Monday, April 6, 2009

The worries of a first time mother (adoptive)

While we were working toward our Ethiopian adoption, I posted the following on my blog.

http://beforeiknewyou.blogspot.com/2008/08/iorganize-ieducate.html
http://beforeiknewyou.blogspot.com/2008/07/living-out-loud.html
http://beforeiknewyou.blogspot.com/2008/06/yes-there-are-some-instructions.html


We worked with an agency that made sure we understood worst case scenarios in adopting. Most of the families were adopting infants, so some of the information in the above posts reflect that, Worst-case-scenario, first-time-adopting, not-so-sure-of-myself thinking. In looking over these posts now, I am glad I took the time to learn these things and communicate them. I am glad I have them to reflect on now.

In my post "Living Out Loud" I stated the following:
Trent and I have decided we are willing to live out loud. We understand that people may approach us and ask questions. We have plans about how to deal with that and how to answer those questions. This is another reason I have this blog, to educate our friends and family about this change. Having this child requires us to be a family living out loud. So much for us all to learn and wonder about.

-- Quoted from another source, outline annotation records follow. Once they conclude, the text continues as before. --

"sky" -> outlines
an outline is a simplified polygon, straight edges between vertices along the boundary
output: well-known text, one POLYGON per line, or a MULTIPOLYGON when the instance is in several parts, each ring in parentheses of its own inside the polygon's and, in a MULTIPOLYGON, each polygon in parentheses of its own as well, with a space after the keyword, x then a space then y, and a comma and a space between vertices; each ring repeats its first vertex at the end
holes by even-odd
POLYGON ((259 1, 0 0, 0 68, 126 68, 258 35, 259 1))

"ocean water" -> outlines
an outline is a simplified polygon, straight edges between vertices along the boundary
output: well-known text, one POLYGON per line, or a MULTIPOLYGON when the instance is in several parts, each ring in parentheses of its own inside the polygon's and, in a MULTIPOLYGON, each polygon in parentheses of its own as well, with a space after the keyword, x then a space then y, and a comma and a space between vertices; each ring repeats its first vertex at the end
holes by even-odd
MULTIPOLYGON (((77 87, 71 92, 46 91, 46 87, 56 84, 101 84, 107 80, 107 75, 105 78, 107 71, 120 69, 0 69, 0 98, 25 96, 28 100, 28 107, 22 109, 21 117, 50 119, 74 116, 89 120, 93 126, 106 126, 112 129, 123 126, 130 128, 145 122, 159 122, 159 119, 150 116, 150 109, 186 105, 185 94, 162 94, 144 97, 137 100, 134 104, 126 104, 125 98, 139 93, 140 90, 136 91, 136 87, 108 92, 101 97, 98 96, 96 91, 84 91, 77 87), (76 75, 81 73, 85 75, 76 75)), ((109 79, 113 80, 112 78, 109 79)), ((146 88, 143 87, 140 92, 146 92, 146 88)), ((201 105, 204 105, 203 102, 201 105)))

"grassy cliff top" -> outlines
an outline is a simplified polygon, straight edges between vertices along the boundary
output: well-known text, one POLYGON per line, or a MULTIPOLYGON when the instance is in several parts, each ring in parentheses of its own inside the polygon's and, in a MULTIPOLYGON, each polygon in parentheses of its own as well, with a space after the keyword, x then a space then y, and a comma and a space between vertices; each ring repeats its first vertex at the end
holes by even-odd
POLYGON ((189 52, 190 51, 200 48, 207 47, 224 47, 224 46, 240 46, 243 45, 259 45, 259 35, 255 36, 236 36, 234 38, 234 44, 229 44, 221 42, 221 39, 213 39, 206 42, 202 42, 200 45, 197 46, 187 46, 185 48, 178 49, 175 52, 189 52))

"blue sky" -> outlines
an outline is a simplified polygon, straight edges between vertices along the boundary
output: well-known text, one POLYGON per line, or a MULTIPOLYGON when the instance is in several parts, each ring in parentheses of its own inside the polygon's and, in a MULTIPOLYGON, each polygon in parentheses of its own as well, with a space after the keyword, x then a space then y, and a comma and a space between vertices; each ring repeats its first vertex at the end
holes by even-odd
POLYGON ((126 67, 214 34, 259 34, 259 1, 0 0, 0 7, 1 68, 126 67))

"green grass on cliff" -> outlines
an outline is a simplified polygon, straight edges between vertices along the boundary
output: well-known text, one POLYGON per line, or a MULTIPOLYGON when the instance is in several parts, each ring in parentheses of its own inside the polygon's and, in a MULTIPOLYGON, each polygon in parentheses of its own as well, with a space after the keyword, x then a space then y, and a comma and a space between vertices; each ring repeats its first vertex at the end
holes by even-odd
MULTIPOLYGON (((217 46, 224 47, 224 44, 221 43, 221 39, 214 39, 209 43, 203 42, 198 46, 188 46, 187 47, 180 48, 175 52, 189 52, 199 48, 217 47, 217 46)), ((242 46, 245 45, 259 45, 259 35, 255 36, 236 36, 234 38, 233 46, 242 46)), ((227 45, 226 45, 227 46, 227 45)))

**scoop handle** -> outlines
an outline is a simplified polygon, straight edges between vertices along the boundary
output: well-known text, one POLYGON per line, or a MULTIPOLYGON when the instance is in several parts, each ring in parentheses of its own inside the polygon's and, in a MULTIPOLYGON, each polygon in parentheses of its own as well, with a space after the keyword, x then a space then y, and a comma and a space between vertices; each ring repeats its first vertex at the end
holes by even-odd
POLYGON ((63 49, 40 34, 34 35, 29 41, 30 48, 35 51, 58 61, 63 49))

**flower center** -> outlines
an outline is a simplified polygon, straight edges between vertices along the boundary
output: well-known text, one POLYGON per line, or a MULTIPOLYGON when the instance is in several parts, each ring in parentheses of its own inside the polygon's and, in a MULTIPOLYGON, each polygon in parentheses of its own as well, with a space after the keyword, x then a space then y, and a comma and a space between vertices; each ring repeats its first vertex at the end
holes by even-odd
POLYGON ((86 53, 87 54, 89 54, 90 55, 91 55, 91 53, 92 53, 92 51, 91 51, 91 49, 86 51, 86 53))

When I wrote that I could only imagine what life might be like. Today, I know it, I live it and experience it. We love it! We love our family and the questions and the conversations that are sparked. We have learned about so many other's adoption journeys. We have been blessed over and over in these adoption journeys. Yes, I encounter moments of grey areas where I don't know what to do. I don't know what to say. But all in all, I wait for a feeling. A feeling that tells me I can educate, or I can just say thank you, or I should just walk away. I have to trust my spirit to lead me. Sometimes I do want to react. I want people to stop asking me if "the brown baby" is mine; but all in all, most people aren't looking to offend or hurt, so I try to take it in stride.

I continue to work on these issues inside myself. I want to be sure that my children see a response that shows that I love them as well as have respect for the person asking or commenting. I just love my babies, I want them to feel loved and accepted. All of them, to be loved and accepted. I want them to know they are protected and loved, in my words and actions.

Yes, I still have some of those same thoughts as the early days of the Ethiopian adoption, wondernig what tomorrow will bring. But, overall life is moving along. Some days we encouter a little more difference than other days. I look for those people who love and accept us for who we are. I lean on those who appreciate our uniqueness and what we have to offer.

I cannot say often enough how humbled I am by the support, love and prayers from our friends and family who continue on this journey with us.